その後、管理職になってからは、ぐいぐい前に行ける子供たちだけではなく、そうではない子供も自己実現できるにはどうしたら良いかを考えるようになりました。ひっそり座っていても、内心では自己実現したいという想いのある子供だっている。中学生になると小学生よりも我慢してしまうことが多くなりますね。高校になるともっとです。前に行ける子供もそうではない子供もいて、どちらも輝けるのが共生社会だと思います。

 私は教育委員会に勤務をしていた時期に、多くの小中学校の実態を見聞きしてきた。そのなかには、「子どもの主体性」を大切にしながら十分な成果を上げている学校がいくつもあり、その後に校長を務めた際にはお手本としたものだ。

 その一方で、「子どもの主体性」という名のもとに「指導の放棄」をしているような事例も見られた。そういう学校では「ぐいぐい前に行ける」子が学級を牛耳り、「ひっそり座って」いる子は萎縮をしていた。学級内に担任公認の「格差社会」が出来上がっていたのである。当然、その集団のなかでは「いじめ」もあった。

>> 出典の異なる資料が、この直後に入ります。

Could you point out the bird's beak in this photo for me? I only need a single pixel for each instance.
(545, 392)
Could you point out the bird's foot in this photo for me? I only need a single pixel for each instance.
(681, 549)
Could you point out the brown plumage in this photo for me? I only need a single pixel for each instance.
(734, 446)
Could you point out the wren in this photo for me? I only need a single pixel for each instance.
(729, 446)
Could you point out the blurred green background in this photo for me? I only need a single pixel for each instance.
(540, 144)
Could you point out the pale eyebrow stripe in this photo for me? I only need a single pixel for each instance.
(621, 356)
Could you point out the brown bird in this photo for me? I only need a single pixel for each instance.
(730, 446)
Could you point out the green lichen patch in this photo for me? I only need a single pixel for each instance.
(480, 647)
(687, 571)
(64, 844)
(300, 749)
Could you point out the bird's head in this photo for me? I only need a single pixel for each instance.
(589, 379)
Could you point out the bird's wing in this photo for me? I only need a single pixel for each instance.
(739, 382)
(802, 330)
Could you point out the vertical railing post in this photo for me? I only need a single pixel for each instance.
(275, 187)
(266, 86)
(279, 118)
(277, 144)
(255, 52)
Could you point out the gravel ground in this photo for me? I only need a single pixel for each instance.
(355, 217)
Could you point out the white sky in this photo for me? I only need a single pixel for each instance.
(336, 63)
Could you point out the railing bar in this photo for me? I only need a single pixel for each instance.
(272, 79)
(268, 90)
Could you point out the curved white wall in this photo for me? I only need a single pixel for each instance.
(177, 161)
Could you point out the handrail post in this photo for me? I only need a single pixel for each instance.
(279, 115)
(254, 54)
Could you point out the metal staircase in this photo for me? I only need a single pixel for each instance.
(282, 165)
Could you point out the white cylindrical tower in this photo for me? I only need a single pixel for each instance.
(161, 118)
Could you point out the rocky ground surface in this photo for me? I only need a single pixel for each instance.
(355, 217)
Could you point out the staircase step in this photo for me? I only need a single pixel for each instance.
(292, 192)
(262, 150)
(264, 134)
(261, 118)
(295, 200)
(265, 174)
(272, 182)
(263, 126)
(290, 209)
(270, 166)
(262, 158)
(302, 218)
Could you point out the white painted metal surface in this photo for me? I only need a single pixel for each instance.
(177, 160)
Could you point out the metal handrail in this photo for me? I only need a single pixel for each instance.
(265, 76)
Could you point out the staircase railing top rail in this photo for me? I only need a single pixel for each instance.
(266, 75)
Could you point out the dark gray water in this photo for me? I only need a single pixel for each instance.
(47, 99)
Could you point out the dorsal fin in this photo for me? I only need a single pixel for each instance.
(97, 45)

 無論、元校長の工藤氏が目指していたのは、こういう「エセ主体性」ではない。だが、「子どもの主体性」を求めていくうえでの難しさに目を向けているという点からも、やはり現校長は「力のある先生」なのだろうと思う。


 工藤氏による学校改革について現校長が見直しを図っている理由は、インタビューのこの部分に表れているといえるだろう。

気になるのは、麹中がスタンダードだと思ってしまうと、高校で不適応を起こす心配もあり得ること。麹中のような高校も一部にはありますが、ほとんどの高校は公立でも私立でも、ルールがきちんとあります。小学校でも一般的だったようなルールが麹中ではなくなっていて、子供がその楽な状態に慣れてしまい、高校で適応するのが難しい場合がある、というのを卒業生の話でも聞いています。例えば体育の授業前に着替えなければいけないとか、定期考査前の部活停止期間とか、他の中学校にはある習慣が現在の麹中にはないので、高校に入ってからストレスに感じ、「良い高校だと思って入学したのに、理想と違う」となってしまう。それを乗り越えられない子供もいるのが心配です。

(中略)

保護者の方からも、高校って麹中とは違うんだよ、とか、ちゃんと勉強しないと大学に繋がらないんだよ、ということを子供にお話しされて良いと思います。基本的なところは保護者の時代から変わらないと思いますので。中学3年の成績が主に問われる高校受験と違って、大学に指定校推薦で行こうと思ったら、高校1年から勉強を積み上げなければいけない。そういう風に高校は中学校とシステムが全然違うので、高校生になるんだという覚悟を持って進学して欲しいなと思います。

 これを読んで、
「高校に合わせることが中学校の判断基準なのか」
「そもそも、変わるべきなのは麹町中ではなく、高校や大学入試制度、そして社会のほうではないのか」
 という感想をもつ方もいることだろう。

 しかし、入試を乗り越え、高校生活へスムーズに移行させることは、中学校の関係者にとっての使命でもあろう。「ウチはウチ、ヨソはヨソ」では生徒たちが困るのだ。

 様々な「改革」を元に戻していることに関して、生徒や保護者への説明や、お互いの対話が不十分である点は学校側に責任があるだろう。だが、現校長がやろうとしているのは公立の中学校としては普通のことで、これが麹町中学校でなければ話題にもならなかっただろう。


 疑問として残るのは、
「なぜ『主体性』と『規律』が二項対立のようになってしまったのか」
 ということだ。

 「主体性」と「規律」は、けっしてトレードオフの関係にあるわけではない。たとえば、スポーツのチームづくりでも、近年はこの2つの両立を目指すのが主流だろう。「選手主体でマナーがよく、実力もあるチーム」というのは、どの種目にも存在するはずだ。

 大きな学校改革を成し遂げた工藤校長はもちろんのこと、その後を受けた長田校長と現任の堀越校長のお二人も、東京都の教育界では名を知られた実践家だったようだ。「主体性」と「規律」の両立を目指すことは間違いなくできたはずなのである。

 それを難しくさせたのは、「3年間」という日数にあったのではないかと私は考えている。「3年間」というのは、中学校にとって特別な意味をもつものだからだ。